Между Агафьей и моей старшей сестрой, которая после смерти матери стала хозяйкой в доме, происходила по нескольку раз в день перекличка через всю улицу.
- Любаша, - кричит, бывало, Агафья, - пришли ко мне Зямку! Пусть поест земляники со сметаной.
По вечерам она брала меня за руку и, не обращая ни малейшего внимания на мои отчаянные вопли, намыливала мне голову, забиралась своими пальцами в самые глубины моих ушей, выковыривала оттуда накопившуюся за день грязь, терла намыленной мочалкой мои запыленные выше колен ноги, а потом чистого, причесанного отсылала домой спать.

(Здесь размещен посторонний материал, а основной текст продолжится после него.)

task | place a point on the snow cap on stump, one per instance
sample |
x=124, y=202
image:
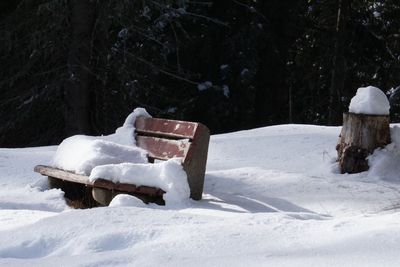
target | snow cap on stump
x=369, y=100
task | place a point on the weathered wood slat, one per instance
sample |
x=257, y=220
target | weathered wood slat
x=64, y=175
x=102, y=183
x=163, y=149
x=168, y=128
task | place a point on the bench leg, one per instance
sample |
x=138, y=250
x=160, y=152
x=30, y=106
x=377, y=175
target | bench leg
x=77, y=195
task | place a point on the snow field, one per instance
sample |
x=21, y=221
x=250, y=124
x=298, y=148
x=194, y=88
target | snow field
x=272, y=197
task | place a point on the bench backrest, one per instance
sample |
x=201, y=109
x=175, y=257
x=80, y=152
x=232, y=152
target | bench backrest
x=166, y=139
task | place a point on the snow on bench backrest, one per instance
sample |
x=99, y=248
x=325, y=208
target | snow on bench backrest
x=165, y=139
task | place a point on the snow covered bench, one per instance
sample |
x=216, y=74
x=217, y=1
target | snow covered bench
x=162, y=139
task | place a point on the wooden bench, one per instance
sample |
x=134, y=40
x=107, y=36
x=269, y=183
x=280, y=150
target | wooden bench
x=162, y=139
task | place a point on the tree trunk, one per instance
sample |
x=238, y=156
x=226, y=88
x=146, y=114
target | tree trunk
x=339, y=64
x=77, y=86
x=361, y=135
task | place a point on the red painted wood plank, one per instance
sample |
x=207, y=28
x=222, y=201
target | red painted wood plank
x=164, y=149
x=162, y=127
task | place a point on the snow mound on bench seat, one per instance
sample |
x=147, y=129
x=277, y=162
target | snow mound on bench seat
x=81, y=153
x=116, y=158
x=167, y=175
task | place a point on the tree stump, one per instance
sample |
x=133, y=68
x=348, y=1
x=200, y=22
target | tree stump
x=361, y=134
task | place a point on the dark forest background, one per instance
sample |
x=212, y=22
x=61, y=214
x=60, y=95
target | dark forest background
x=81, y=66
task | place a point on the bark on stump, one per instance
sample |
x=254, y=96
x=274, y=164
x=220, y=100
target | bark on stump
x=361, y=135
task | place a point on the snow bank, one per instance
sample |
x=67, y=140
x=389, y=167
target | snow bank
x=384, y=162
x=369, y=100
x=167, y=175
x=124, y=200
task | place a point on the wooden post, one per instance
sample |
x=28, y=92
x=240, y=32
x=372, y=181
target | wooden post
x=361, y=134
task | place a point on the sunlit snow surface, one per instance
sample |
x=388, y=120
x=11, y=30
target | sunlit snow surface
x=272, y=197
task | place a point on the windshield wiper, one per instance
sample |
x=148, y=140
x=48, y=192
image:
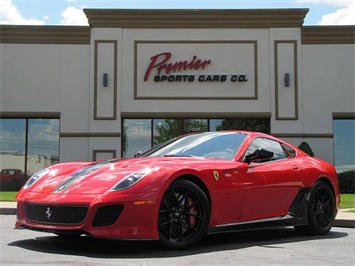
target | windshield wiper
x=178, y=155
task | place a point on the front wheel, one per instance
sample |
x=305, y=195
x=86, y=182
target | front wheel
x=321, y=210
x=184, y=215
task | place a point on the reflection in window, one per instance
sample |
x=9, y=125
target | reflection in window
x=344, y=145
x=28, y=144
x=136, y=136
x=12, y=144
x=251, y=124
x=43, y=140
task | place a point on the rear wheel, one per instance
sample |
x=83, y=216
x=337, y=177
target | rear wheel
x=184, y=215
x=321, y=210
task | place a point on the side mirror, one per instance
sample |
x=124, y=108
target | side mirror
x=259, y=154
x=138, y=154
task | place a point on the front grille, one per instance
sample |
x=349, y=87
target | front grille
x=54, y=214
x=107, y=215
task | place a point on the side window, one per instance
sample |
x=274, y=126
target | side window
x=291, y=152
x=269, y=145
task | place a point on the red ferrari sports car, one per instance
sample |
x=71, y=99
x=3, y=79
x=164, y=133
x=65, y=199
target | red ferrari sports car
x=183, y=189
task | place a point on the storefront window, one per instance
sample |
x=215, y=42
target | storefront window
x=43, y=140
x=27, y=145
x=12, y=144
x=136, y=136
x=252, y=124
x=344, y=145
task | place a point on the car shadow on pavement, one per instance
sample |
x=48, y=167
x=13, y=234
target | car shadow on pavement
x=106, y=248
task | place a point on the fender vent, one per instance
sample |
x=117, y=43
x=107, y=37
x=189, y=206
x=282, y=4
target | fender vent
x=107, y=215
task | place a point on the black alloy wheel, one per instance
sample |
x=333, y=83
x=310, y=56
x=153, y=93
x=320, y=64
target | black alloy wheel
x=321, y=210
x=184, y=215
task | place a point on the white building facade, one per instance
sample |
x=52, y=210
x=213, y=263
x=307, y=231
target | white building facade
x=117, y=86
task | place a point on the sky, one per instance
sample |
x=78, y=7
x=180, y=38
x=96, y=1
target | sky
x=70, y=12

Отца все это не очень радовало.
- Мой Зямка, - ворчал он. - Тоже кадиш [Здесь - сын, который после смерти родителей будет читать по ним заупокойную молитву] для нее нашелся!
Когда я своим упрямством выводил его из терпения, он говорил:
- Агафьино молоко говорит в нем...
Но изменить что-либо отец был не в силах. Заставить Агафью отказаться от прав на меня было так же немыслимо, как заставить ее не признавать своего сынишку Павлика.
Ссориться с ней папа не мог: мы уже сколько лет соседи с Захарчуками. Наши дома стоят, словно городские ворота, один против другого у самого въезда в город по Бобруйскому тракту. Наш дом - большой, мрачный, осевший и запущенный, как старик, доживающий свои последние дни, - с одной стороны тракта; домик Захарчуков-маленький, всегда свежевыбеленный, веселый, как шаловливый, смеющийся мальчик, - с другой стороны тракта
Соседи были друг о друге очень высокого мнения.